It seems to me that the world of “apps”, those clever routines that enable smart phones, tablets, and such to perform all kinds of functions, is expanding at an astounding rate. Our eldest son, a widower who lives alone and works second shift, has one for his smart phone that enables him to monitor his home while he is at work some miles away. I’ve heard of an app that permits an individual to walk through a store, scan items, place them in the cart, and leave the store bypassing cashiers because the items are charged directly to a bank account.
I think those clever folks who design apps do so in response to some perceived need so when I came across reports that apps for couples to use for consenting to sex are available I wasn’t very surprised. Yep, that’s right – another way of handling that increasingly volatile subject of “Did she agree?” has surfaced, but this avenue uses smart phone technology. How about them apples?
As I understand it, this capability has been developed, in part, in response to the increasing number of post-encounter claims of sexual assault where the male insists the activity was consensual but the female denies it. These apps allow possible sex partners to identify their expectations and mutually agree on the level of intimacy permitted – using their smart phones as the medium.
Kinda sounds like an electronic version of the “May I” approach used by a local college wherein each interaction between a male and female must be requested and a positive, verbal assent must be given to proceed. For example, “May I put my arm around you?” to which “Yes, you may” – not a head nod or silence – is an acceptable reply. The big difference is that the smart phone app documents such consent and stores it in a “cloud” for retrieval if necessary.
The way one such app works is that the two individuals must be close together, such as in the same room, when they use this type of app. They communicate by typing in their individual expectations of sexual activity – including specific levels and types of intimacy. This is intended to stimulate oral as well as textual dialogue. Once agreement is reached, the cell phones, acting together, use the app to record the mutually agreed-upon consent.
Don’t know about you, but this appears a bit bizarre – although two people in the same room communicating via keyboard strokes on smart phones is not an uncommon sight. On the other hand, in today’s society the practice of “hooking up” for possible casual sex, combined with such extreme dependence on smart phones does lends itself to such a melding of the two. But it still looks like an unusual way of addressing intimacy unless sex is considered something separate from, not associated with, what we commonly call love – just carnal coupling.
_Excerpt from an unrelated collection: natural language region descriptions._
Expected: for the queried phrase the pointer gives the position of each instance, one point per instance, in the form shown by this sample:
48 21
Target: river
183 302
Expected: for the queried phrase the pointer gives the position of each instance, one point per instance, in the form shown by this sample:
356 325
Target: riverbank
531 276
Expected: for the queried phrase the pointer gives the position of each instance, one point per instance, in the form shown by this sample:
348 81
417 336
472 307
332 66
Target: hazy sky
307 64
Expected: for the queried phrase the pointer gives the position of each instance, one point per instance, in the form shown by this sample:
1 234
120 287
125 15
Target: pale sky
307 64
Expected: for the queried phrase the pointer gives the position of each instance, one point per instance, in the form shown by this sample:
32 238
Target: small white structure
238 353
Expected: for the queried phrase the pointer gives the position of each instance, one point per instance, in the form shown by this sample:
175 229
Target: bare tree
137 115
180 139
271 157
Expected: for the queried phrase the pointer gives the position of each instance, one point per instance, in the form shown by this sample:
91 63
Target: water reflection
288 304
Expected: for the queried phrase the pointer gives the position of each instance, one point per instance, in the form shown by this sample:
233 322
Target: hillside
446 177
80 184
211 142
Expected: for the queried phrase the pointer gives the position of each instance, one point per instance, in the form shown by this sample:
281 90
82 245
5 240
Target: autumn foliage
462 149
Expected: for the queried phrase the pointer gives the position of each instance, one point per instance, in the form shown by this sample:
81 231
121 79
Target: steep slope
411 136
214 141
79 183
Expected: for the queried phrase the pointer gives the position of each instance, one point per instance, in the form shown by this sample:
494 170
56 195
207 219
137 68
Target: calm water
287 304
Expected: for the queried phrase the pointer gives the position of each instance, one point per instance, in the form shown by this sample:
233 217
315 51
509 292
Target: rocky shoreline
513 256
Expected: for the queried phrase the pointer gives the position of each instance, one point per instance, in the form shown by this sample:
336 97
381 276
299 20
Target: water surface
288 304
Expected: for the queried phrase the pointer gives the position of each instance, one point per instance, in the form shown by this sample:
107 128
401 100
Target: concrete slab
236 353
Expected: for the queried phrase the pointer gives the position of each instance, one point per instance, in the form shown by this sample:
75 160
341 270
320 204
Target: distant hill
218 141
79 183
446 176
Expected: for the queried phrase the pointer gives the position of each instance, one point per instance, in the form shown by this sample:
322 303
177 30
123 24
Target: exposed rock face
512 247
As might be expected, some folks voice opposition to such apps. One of the most common arguments is that some apps don’t make provision for the woman to change her mind and rescind her consent. Others require both parties to log onto the app and make the adjustment – which might be difficult. As one female expert put it, “Remember that you can say no at any point – even after sex has begun. Consent is an ongoing process. You can say yes one moment and say no the next. You don’t need an app for that.” I don’t dare comment on that concept.
Anything else? Well, these apps may be one way of encouraging discussion of anticipations or expectations in a relationship between a man and a woman. After all, other aspects of a relationship such as where to go for dinner are open for discussion and agreement. Then, too, using one of these apps might help resolve questions about what constitutes consent – does a situation where a couple is lying together nude on a bed, kissing and caressing each other, imply consent for sex? Specifying just what is and is not acceptable is the purpose of the apps.
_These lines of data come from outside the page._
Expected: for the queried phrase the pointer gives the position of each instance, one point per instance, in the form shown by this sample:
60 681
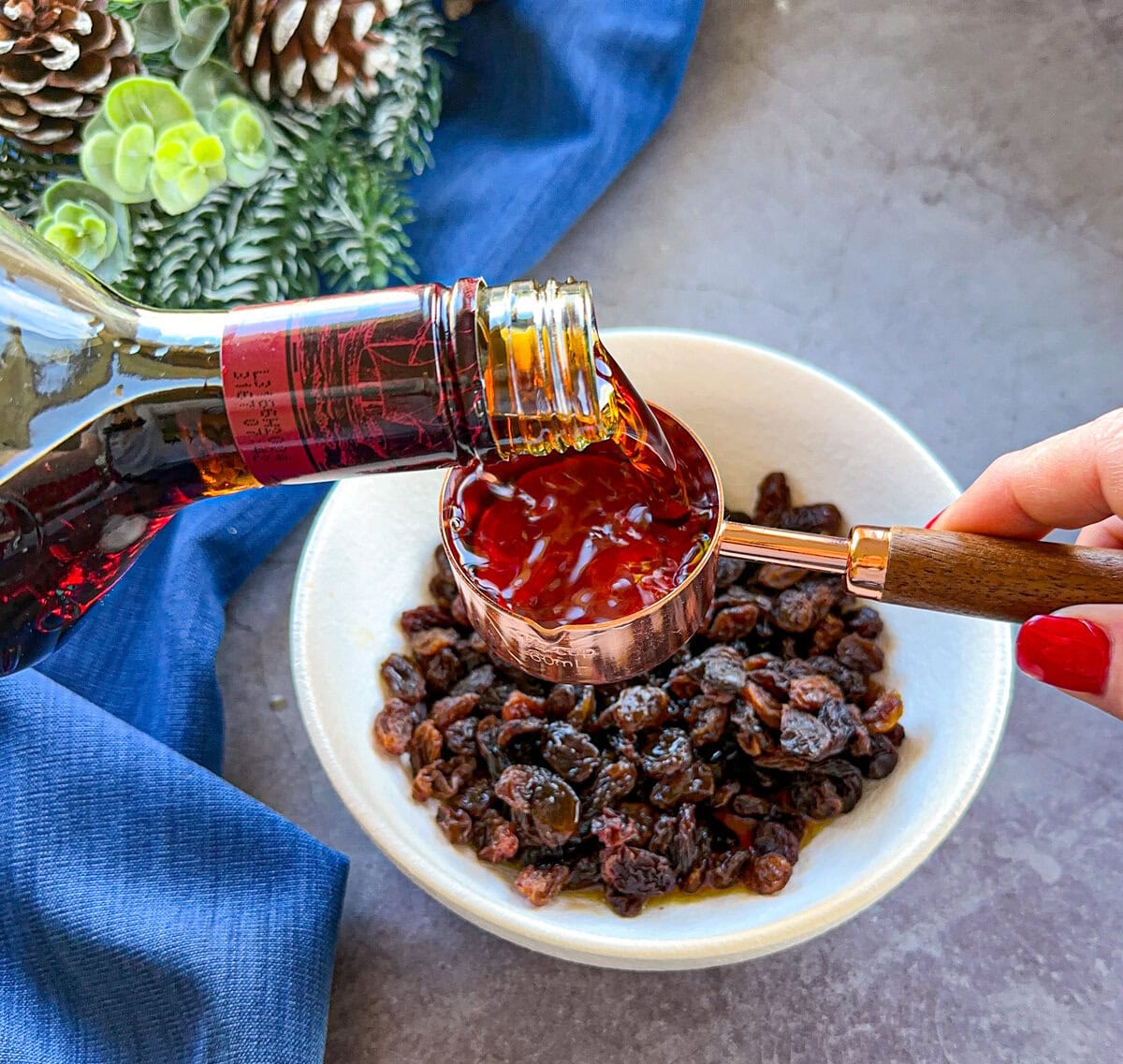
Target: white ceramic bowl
369 557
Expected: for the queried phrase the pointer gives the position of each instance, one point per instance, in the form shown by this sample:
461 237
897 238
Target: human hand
1072 480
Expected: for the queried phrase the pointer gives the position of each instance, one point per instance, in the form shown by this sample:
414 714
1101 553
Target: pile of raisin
707 772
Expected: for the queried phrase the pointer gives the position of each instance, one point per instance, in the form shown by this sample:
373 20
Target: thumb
1079 650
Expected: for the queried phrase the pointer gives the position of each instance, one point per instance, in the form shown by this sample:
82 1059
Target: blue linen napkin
149 911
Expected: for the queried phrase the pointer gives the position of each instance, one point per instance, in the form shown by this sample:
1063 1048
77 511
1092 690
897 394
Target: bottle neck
546 386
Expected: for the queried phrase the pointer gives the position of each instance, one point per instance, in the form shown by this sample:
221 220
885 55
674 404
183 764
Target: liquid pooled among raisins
581 538
708 772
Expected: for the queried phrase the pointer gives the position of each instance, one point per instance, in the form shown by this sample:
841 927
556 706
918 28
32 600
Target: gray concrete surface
926 200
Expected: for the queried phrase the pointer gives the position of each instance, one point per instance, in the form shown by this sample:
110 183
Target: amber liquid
582 538
113 417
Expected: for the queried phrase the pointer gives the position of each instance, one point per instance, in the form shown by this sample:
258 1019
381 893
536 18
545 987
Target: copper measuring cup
949 572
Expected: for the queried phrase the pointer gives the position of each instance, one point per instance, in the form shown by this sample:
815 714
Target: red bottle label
351 382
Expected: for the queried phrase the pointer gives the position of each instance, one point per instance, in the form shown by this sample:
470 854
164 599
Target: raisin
695 783
780 760
443 670
683 684
823 797
403 679
751 806
637 873
768 873
584 872
613 829
884 714
453 708
428 642
545 797
477 681
842 721
685 839
615 780
795 611
494 758
729 572
734 623
540 885
422 618
826 634
820 517
773 838
779 578
809 692
640 707
456 825
774 499
720 670
562 701
663 834
668 753
623 905
707 719
425 744
643 817
751 733
804 736
571 753
585 708
763 703
393 726
847 780
443 779
882 759
728 793
512 730
520 705
852 681
866 622
774 680
494 838
859 653
474 799
725 868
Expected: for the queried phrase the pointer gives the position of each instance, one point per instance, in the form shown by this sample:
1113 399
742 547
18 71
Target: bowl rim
519 925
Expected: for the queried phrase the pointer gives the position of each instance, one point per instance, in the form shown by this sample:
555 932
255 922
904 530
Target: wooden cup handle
989 577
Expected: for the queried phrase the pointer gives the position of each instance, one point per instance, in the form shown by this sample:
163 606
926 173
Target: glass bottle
113 416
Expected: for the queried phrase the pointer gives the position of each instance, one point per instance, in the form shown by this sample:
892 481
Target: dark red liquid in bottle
579 538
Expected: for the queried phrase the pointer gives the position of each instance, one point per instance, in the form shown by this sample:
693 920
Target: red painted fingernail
1067 652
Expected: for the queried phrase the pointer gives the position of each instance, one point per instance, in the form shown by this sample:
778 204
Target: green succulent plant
121 141
188 163
83 223
189 38
244 128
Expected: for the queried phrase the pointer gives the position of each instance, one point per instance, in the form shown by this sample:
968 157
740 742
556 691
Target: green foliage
189 38
122 140
23 176
188 163
330 210
242 131
147 141
88 226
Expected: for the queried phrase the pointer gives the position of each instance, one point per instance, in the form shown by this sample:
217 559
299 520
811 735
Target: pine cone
312 51
455 9
56 58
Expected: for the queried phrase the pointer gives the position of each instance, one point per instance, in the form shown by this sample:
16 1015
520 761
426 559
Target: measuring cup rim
559 631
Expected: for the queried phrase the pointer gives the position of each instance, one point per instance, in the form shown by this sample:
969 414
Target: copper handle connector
863 559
There might also be some legal and privacy questions arising from these apps. Could the record of assent to a level of intimacy be used as a defense in one of those “she said, he said” sexual assault cases so prevalent today? And, with those ever-so-frequent “disclosure of data” breaches, what about the possibility of the details of these “consent” agreements being exposed? Could be embarrassing.
You know, I suppose these “electronic handshake” agreements might look good, but, frankly, I don’t think they’re worth the paper they’re written on – and guys who rely on them as protection from sex assault charges are gonna be real sorry. At least that’s how it seems to me.